Wtorkowa sesja na GPW zaczęła się od wzrostu WIG20 o 0,3 proc. do 2380 pkt. Byki nie poszły jednak za ciosem i przez cztery kolejne godziny indeks poruszał się horyzontalnie, broniąc poniedziałkowego zamknięcia. Kupującym nie pomógł gorszy od oczekiwań odczyt indeksu instytutu ZEW (10 pkt wobec prognozy 15 pkt). Impulsów na próżno było też szukać zagranicą, gdzie wskaźniki DAX i CAC40 poruszały się w bok, tuż nad poziomem poprzedniego zamknięcia. Rynkowemu marazmowi towarzyszyła też niska aktywność inwestorów. Na półmetku sesji wartość obrotów nie przekraczała 300 mln zł.
Druga połowa wtorkowego handlu była już zdecydowanie lepsza w wykonaniu popytu. WIG20 ruszył w górę i w porywach dotarł do 2390 pkt. Źródłem poprawy nastrojów było m. in. Wysokie otwarcie sesji na Wall Street. Po godzinie handlu indeks S&P500 rósł o 0,6 proc. do 2442 pkt. W górę ruszyły też wskaźniki we Frankfurcie i w Paryżu. Ostatecznie WIG20 zakończył wtorek wzrostem o 0,4 proc. do 2387 pkt.
Warto zwrócić uwagę, że na wykresie indeksu blue chips zarysował się kanał wzrostowy, budowany od początku maja. Lokalne dołki i lokalne szczyty położone są coraz wyżej, co stanowi silny argument za kontynuacją wzrostowej tendencji. Celem w krótkim terminie pozostaje szczyt sprzed dwóch tygodni 2425 pkt, po drodze opór stanowi pułap 2400 pkt.
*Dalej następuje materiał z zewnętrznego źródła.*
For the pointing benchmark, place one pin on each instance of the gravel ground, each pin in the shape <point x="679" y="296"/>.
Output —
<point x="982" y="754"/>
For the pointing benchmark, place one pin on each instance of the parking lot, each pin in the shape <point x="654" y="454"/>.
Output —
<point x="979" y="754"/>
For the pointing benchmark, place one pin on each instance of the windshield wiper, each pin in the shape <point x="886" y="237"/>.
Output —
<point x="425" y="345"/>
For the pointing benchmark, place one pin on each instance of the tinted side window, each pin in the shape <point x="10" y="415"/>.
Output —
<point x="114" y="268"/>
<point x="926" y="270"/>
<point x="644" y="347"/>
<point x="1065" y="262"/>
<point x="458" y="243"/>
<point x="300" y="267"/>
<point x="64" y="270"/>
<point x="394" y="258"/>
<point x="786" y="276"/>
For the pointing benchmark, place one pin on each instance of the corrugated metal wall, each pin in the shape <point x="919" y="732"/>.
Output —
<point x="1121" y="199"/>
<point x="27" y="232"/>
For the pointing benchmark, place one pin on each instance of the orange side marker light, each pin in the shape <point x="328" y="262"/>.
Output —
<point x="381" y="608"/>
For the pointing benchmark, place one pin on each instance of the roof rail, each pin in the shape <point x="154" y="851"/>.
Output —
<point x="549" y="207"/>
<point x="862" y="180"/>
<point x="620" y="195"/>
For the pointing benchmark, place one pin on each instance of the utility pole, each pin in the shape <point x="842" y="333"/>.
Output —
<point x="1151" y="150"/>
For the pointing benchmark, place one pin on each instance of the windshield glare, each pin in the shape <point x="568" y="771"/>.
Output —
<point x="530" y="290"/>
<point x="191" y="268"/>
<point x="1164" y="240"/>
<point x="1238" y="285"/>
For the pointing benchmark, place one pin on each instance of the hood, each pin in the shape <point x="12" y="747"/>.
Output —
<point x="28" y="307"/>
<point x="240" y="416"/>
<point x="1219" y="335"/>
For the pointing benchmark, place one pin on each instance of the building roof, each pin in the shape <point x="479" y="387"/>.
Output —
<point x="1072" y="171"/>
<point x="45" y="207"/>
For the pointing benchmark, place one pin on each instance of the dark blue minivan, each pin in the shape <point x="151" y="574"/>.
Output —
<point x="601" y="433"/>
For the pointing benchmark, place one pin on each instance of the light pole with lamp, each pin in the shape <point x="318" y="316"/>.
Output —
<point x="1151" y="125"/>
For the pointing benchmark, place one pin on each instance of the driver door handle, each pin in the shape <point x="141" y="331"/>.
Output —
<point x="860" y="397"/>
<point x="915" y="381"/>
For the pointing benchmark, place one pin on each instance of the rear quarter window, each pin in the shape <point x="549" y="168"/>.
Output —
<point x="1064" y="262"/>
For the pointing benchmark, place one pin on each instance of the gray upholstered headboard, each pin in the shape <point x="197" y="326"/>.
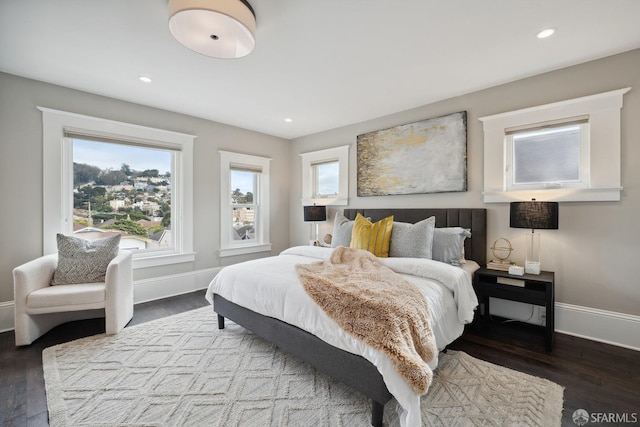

Najbliższe wsparcie zlokalizowane jest w okolicy 2340 pkt, gdzie przebiega dolna granica wspomnianego kanału.
Mimo mieszanych nastrojów, osiem spółek z GPW zdołało wyznaczyć co najmniej roczne maksimum notowań. Mowa o firmach: Asseco South Eastern Europe, Energa, JSW, Kruszwica, LPP, PGE, Protektor i Tauron. Tyle samo emitentów wyznaczyło co najmniej roczny dołek – Adiuvo, Cube.ITG, EUCO, Ipopema, Mostostal Zabrze PC Guard, Rafamet i Setanta. Największy obrót generowały KGHM, Eurocash, PKN Orlen, Pekao i Play – łącznie 270 mln zł.